Nella risoluzione di maggioranza sono evitati riferimenti espliciti, e potenzialmente divisivi, al ReArm Europe, limitando l’input a rafforzare la capacità operativa degli Stati Ue nel quadro dell’alleanza Nato. Nella risoluzione, sulla guerra in Ucraina è stata scelta una poi formula che comprende il lavoro con Ue, Usa e i tradizionali alleati per arrivare a una pace che rispetti il diritto internazionale, insieme a Kiev.

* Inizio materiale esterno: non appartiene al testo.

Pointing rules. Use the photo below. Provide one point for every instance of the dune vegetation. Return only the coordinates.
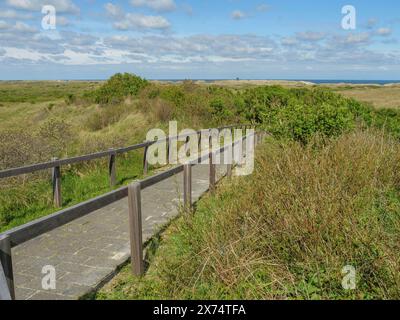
(325, 192)
(288, 230)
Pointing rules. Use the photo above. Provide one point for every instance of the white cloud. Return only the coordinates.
(113, 10)
(158, 5)
(23, 27)
(62, 6)
(310, 36)
(263, 7)
(238, 15)
(18, 27)
(13, 14)
(384, 32)
(129, 21)
(139, 21)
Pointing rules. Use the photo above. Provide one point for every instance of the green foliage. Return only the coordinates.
(304, 214)
(118, 87)
(298, 113)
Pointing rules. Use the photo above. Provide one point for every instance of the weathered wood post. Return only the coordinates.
(212, 157)
(6, 268)
(187, 187)
(187, 145)
(145, 162)
(168, 148)
(56, 181)
(135, 228)
(112, 168)
(229, 166)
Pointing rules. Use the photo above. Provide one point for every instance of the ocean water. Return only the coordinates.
(317, 81)
(381, 82)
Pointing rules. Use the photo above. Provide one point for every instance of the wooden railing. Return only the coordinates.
(24, 233)
(55, 164)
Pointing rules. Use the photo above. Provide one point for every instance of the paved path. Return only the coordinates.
(87, 251)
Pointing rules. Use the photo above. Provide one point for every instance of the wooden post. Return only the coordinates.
(6, 264)
(112, 169)
(145, 162)
(168, 148)
(212, 172)
(135, 228)
(187, 145)
(56, 180)
(187, 187)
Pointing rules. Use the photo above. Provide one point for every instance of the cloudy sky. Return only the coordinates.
(200, 39)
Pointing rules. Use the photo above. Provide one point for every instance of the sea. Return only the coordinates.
(316, 81)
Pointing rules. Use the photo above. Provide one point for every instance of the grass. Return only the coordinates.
(378, 96)
(313, 206)
(307, 212)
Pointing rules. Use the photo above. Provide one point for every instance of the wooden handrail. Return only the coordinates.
(24, 233)
(12, 172)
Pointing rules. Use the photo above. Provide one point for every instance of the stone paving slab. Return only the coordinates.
(87, 251)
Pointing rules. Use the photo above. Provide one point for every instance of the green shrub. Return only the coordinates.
(118, 87)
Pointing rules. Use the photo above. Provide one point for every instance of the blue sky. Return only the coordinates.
(202, 39)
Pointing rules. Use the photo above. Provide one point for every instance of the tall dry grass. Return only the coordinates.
(287, 231)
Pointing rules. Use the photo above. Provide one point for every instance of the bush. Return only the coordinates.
(305, 213)
(118, 87)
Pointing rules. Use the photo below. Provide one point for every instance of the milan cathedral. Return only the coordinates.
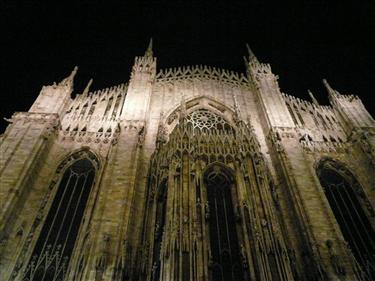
(188, 173)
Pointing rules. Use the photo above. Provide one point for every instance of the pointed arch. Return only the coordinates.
(224, 240)
(196, 103)
(75, 178)
(345, 197)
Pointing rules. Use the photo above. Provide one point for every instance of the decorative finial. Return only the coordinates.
(69, 79)
(331, 92)
(250, 53)
(86, 90)
(182, 107)
(313, 98)
(149, 52)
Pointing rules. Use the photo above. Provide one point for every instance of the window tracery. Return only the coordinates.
(341, 189)
(204, 119)
(54, 246)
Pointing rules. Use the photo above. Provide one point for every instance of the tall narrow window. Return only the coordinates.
(292, 113)
(340, 187)
(54, 247)
(161, 208)
(226, 265)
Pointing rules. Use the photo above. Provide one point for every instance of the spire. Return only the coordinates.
(251, 54)
(313, 98)
(69, 80)
(236, 107)
(149, 52)
(182, 107)
(86, 90)
(331, 92)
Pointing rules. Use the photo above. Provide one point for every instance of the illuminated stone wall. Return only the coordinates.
(126, 125)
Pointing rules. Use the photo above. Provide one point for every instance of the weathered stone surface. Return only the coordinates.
(158, 139)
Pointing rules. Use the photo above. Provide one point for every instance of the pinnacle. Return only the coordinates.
(149, 52)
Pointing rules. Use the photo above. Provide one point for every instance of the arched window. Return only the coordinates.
(54, 247)
(341, 189)
(226, 262)
(161, 208)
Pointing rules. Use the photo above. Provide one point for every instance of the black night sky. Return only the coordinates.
(303, 43)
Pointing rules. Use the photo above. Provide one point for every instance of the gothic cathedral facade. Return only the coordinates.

Salvini sente Meloni: Lega collante della maggioranza

Trovata la quadra nella maggioranza, sono rimaste alcune incognite legate al fatto che la risoluzione del M5s, nella parte in cui si oppone al piano di riarmo europeo, si avvicina alle posizioni dei leghisti, che però hanno garantiscono di seguire i pareri del governo. «Questa mattina il Vicepremier e Ministro Matteo Salvini ha sentito la Presidente Giorgia Meloni prima del suo intervento in Senato per farle l’in bocca al lupo. Meloni e Salvini, in un clima come sempre cordiale e amichevole, hanno scherzato sugli ennesimi retroscena che raccontano di presunti litigi. Salvini ha ribadito a Meloni che la Lega è “il collante della maggioranza”» riferisce una nota degli staff, in cui «si ribadisce che Meloni e Salvini si sentono tutti i giorni dall’inizio della legislatura e continueranno a farlo. Salvini, come annunciato da giorni, è all’estero tra Varsavia e Bruxelles per lavorare ai dossier-infrastrutture».